SG Bike, launched on 24 Aug, was the latest to join the bike-sharing boom in Singapore, becoming the 4th player here in addition to oBike, ofo and Mobike – who have all debuted in 2017 (in this order). It’s incredible how, in the space of less than 8 months, the start-ups have outnumbered the 2,300 bikes initially envisioned and planned by the Land Transport Authority (LTA) without public funding.
(*None of the companies discloses the exact size of their fleet, but ofo alone reportedly has 6,000 bikes in Singapore.)
Competition = Free rides and better bikes for users
The intense competition and the (seeming) homogeneity of the services mean that it’s essentially a price competition. Mobike has been free for three consecutive weekends in June, and entirely free since July. **The reasons given for these displays of generosity are rather creative, **according to its Facebook page: to celebrate Father’s Day (17-18 Jun), Hari Raya (aka Eid; 24-26 Jun), to go healthy and go green (30 Jun – 2 Jul), to commemorate Mobike’s 100th day in Singapore (July) and National Day in Singapore (Aug). Shortly after, oBike and ofo followed suit, offering free rides to users intermittently and later joined in on the National Day celebration by making all rides free.

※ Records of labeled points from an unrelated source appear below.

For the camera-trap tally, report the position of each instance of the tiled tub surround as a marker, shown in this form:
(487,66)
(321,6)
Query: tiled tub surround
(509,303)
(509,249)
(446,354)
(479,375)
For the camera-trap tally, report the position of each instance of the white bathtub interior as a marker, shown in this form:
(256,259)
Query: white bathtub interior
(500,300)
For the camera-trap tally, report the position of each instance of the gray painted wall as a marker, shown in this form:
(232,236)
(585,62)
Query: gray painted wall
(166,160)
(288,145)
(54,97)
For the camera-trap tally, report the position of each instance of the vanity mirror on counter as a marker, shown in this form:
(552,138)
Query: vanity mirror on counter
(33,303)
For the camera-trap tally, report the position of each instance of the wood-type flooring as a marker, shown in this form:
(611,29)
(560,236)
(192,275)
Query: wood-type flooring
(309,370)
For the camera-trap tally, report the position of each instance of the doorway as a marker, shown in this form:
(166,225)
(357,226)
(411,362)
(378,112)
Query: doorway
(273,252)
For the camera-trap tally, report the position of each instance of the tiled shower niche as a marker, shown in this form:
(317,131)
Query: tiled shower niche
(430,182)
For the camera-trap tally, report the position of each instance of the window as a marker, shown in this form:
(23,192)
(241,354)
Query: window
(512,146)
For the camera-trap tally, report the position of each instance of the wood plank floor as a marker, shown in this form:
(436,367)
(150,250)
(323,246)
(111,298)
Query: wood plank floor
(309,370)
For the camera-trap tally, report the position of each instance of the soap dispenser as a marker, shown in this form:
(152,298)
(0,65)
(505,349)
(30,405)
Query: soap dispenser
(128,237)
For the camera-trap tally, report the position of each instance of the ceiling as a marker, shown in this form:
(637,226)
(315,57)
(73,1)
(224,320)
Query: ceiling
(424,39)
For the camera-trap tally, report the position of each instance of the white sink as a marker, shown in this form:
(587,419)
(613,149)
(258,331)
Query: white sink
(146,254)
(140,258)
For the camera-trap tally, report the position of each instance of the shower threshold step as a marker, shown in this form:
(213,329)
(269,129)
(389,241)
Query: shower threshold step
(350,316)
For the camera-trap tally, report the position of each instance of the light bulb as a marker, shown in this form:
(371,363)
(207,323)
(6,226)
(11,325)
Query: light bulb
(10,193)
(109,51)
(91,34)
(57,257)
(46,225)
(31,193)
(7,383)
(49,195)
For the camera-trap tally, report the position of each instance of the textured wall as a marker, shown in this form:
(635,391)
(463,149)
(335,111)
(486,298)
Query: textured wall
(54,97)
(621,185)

There have also been attempts to differentiate one’s service. ofo boasts a bike model developed ‘exclusively for Singapore’, with a 3-speed gear, a basket, rear and front lights, and an even lighter frame. oBike, on the other hand, likes to emphasize its Singaporean identity and its being a ‘home-grown startup’.
Money doesn’t come from the bikes anyway
With such paltry revenue, how do bike-sharing businesses sustain themselves? Even with rides weren’t free, the SGD$1 or $2 (~ 0.7 – 1.4 USD) per hour usage fees could hardly cover expenses. Unlike ridesharing companies who do not necessarily own their fleet, and whose current source of revenue is more dependent on its being a marketplace and taking a cut from each booking, bike-sharing companies so far manufacture and possess their own bikes, which translate into significant investments in hardware and operations. (Whether Uber can *ever* be profitable is another big question.) Although ofo’s founder, 25-year-old Dai Wei, seems to envision ofo “to be like Android” and to connect users to other bike-sharing companies in the future, this is undoubtedly still work in progress.
**The return on investment would depend on the durability of the bike and its manufacturing cost. **However, there exists a notable trade-off between durability and usability, as sturdier bikes often mean heavier bikes and hence a less desirable user experience. Cost-wise, in addition to the cost of the bike itself, accessories like the ‘smart lock’ system (which allows users to unlock the bike via bluetooth) and their maintenance are probably not cheap.
Even for traditional public bike-sharing services, government subsidies are often required for the service to be sustainable. Paris’ Vélib, for example, has 60-70 percent of its cost covered by subsidies. This is partly due to the fact that about 15% of bikes suffer from vandalism/theft per year, a figure that is probably also observed in modern bike-sharing services like ofo, oBike and Mobike, if not higher.
What other source of revenue, though?
Assuming that bikes themselves are more of a liability than an asset to bike-sharing companies, other sources of revenue are needed to keep companies afloat.
One common speculation is that the deposits paid by users could generate considerable revenue. Currently, users in Singapore have to pay between SGD$19 (for students) to $49 (~USD 14 – 36) before they could enjoy their unlimited free rides. This handsome sum could potentially be used for investment purposes. However, recent tightening of regulations by the Chinese government means that usage of such funds would be closely scrutinised and have to be more transparent.
Tying up with events/event venues could be another option. Bicycles could be an ideal mode of transport for the last mile problem between public transport and the event venue. For example, Mobike was the ‘official mobility partner’ of the Singapore Coffee Festival held at the Marina Bay Cruise Centre. In addition, oBike has partnered with hotels. However, the financial advantages of this kind of collaboration is unclear, apart from an advertising/halo effect and a (potential) subsequent expansion of the user base.
Other intriguing but yet more uncertain sources of revenue would include **data (‘the new petrol’), ad and collaboration with other startups. **Qourier, a startup that provides same-day delivery via crowd-sourcing, has teamed up with oBike.
Although dockless bike-sharing is rapidly expanding and gaining traction in Asia and beyond, it’s plagued with problems – not only because of misuse of the bicycles or their being parked indiscriminately, but because of its underlying business model.
But as users, it looks like meanwhile we can just sit back, relax and enjoy more free rides.